From left: Allyson Fryhoff, general manager of global healthcare and life sciences at Amazon Web Services, moderates a panel discussion with Martijn Hartjes, business leader for clinical informatics at Philips; Dr. Zafar Chaudry, senior vice president, chief digital officer and chief AI and information officer at Seattle Children’s; and Kalimuthu Chithambaram, North Americas field CTO for healthcare at CDW. (Photo by Teta Alim)

Because Seattle Children’s has been able to realize a paradigm shift in infrastructure and data, it has implemented changes that have had a real impact on patient outcomes. As it evolved its data strategy, for example, it found a need to change its approach to pain medication to eliminate or reduce the use of opioids for pediatric surgery patients. 

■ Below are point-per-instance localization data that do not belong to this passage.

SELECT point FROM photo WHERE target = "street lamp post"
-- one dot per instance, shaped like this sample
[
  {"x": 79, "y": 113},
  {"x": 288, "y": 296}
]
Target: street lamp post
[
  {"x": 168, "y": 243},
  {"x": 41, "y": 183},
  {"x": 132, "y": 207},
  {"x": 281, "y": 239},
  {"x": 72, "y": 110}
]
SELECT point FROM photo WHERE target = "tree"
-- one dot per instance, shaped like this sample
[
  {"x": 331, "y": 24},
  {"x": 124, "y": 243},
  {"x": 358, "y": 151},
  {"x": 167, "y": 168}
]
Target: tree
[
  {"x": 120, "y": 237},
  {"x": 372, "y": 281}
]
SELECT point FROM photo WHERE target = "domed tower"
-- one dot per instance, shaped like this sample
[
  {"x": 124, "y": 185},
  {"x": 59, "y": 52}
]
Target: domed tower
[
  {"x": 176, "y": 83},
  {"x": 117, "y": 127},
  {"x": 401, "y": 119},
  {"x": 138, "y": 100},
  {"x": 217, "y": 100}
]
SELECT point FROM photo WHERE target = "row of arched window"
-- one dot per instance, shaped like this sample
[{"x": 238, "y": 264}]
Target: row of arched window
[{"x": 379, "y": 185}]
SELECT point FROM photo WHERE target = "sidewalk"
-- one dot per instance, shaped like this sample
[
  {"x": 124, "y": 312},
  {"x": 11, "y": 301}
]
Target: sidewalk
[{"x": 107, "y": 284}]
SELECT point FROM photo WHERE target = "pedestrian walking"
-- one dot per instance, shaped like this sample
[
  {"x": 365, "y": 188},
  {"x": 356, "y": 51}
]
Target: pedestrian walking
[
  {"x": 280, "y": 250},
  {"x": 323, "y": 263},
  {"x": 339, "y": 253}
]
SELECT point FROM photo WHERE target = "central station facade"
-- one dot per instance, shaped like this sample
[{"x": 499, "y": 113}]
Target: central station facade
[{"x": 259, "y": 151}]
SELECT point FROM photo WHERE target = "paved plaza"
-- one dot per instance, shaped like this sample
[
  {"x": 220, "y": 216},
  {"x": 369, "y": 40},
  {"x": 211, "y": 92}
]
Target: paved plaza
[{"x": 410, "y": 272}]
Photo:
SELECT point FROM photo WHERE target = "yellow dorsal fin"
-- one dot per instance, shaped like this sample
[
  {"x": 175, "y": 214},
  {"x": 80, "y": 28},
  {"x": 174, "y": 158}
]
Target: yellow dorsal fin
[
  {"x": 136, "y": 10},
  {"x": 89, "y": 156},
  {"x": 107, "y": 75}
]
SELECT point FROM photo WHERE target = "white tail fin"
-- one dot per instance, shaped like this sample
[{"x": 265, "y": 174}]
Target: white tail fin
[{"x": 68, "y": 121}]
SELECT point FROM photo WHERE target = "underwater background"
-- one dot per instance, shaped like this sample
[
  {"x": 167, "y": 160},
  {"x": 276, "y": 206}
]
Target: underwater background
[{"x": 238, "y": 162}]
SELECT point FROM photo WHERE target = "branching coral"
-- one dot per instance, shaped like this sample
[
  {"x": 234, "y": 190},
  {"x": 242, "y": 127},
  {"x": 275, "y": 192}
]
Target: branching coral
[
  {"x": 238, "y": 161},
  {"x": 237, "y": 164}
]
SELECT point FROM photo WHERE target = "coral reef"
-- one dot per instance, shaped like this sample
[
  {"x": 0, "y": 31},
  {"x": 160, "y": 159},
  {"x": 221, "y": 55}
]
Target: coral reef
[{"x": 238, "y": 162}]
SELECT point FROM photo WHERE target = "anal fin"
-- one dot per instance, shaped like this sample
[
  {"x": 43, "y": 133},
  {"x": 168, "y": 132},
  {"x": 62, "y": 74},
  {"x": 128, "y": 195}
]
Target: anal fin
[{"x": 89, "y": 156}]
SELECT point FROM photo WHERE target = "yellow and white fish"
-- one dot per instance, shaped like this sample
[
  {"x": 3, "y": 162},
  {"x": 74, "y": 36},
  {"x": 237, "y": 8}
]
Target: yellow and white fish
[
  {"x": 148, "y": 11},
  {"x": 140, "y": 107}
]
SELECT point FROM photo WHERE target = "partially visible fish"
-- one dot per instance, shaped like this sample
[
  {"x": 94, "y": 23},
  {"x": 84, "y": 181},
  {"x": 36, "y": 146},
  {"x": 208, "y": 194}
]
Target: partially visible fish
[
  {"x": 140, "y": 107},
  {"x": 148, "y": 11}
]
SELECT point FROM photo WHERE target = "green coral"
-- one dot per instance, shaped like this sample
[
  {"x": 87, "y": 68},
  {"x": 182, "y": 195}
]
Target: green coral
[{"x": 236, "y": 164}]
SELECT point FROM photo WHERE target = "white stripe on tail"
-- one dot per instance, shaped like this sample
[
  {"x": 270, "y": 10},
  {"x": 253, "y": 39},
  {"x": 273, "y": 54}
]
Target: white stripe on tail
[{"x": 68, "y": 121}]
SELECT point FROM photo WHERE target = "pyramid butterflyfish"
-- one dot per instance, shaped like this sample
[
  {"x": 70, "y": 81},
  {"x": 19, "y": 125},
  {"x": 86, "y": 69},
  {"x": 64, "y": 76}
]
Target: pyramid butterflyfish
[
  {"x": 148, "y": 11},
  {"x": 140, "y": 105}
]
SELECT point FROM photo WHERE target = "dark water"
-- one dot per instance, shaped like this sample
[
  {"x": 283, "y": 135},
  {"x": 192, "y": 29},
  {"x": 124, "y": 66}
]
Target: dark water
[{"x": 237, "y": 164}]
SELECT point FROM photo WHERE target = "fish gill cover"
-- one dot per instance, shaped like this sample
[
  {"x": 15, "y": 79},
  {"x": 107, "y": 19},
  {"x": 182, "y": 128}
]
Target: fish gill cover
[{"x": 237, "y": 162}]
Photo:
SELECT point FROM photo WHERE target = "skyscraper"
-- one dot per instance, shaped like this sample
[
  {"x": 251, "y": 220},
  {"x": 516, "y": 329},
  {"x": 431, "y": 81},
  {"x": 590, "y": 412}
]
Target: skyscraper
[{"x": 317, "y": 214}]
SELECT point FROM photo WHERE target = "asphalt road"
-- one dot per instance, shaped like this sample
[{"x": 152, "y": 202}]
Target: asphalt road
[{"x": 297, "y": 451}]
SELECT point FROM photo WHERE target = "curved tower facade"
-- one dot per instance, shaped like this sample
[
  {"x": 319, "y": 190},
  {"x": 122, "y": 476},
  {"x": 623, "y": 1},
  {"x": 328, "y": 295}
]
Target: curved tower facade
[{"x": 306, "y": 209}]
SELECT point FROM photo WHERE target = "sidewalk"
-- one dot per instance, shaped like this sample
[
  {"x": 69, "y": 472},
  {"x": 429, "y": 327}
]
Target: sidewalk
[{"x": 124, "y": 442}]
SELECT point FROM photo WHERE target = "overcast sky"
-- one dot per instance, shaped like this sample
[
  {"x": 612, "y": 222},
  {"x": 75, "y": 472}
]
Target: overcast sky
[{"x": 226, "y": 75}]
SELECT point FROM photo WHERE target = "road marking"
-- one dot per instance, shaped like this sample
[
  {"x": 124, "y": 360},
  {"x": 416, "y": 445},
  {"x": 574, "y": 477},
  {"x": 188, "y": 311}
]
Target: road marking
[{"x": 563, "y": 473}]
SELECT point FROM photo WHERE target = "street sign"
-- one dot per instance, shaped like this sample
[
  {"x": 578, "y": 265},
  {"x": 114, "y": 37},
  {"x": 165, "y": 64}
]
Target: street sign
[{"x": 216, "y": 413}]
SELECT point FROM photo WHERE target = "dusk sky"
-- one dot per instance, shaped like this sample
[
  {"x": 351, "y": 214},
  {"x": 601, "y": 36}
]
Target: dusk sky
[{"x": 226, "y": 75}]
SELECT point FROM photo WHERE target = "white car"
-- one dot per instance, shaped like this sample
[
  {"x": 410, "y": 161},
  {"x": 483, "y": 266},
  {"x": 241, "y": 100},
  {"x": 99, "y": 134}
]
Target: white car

With the use of AI, the health system is preparing to launch a solution that makes its clinical pathways, usually detailed in pages of PDFs, more accessible for clinicians.

Following patient feedback, Seattle Children’s became the first pediatric hospital to be represented in Minecraft and launched a server last year for patients to play when they can’t leave their rooms.

Of course, with new capabilities and expectations comes the need for updated skill sets and training.

Kalimuthu Chithambaram, North Americas field CTO for healthcare at CDW, said that partners can work closely together with healthcare organization for on-the-job training if they’re looking to implement platform engineering or other DevOps approaches.

Adopting more automation allows IT teams then to channel efforts into more strategic projects. “Embrace automation. You’re the gatekeeper, and you’re building repeatable models that help you do your job effectively so that you can focus on something that’s coming up next,” he said.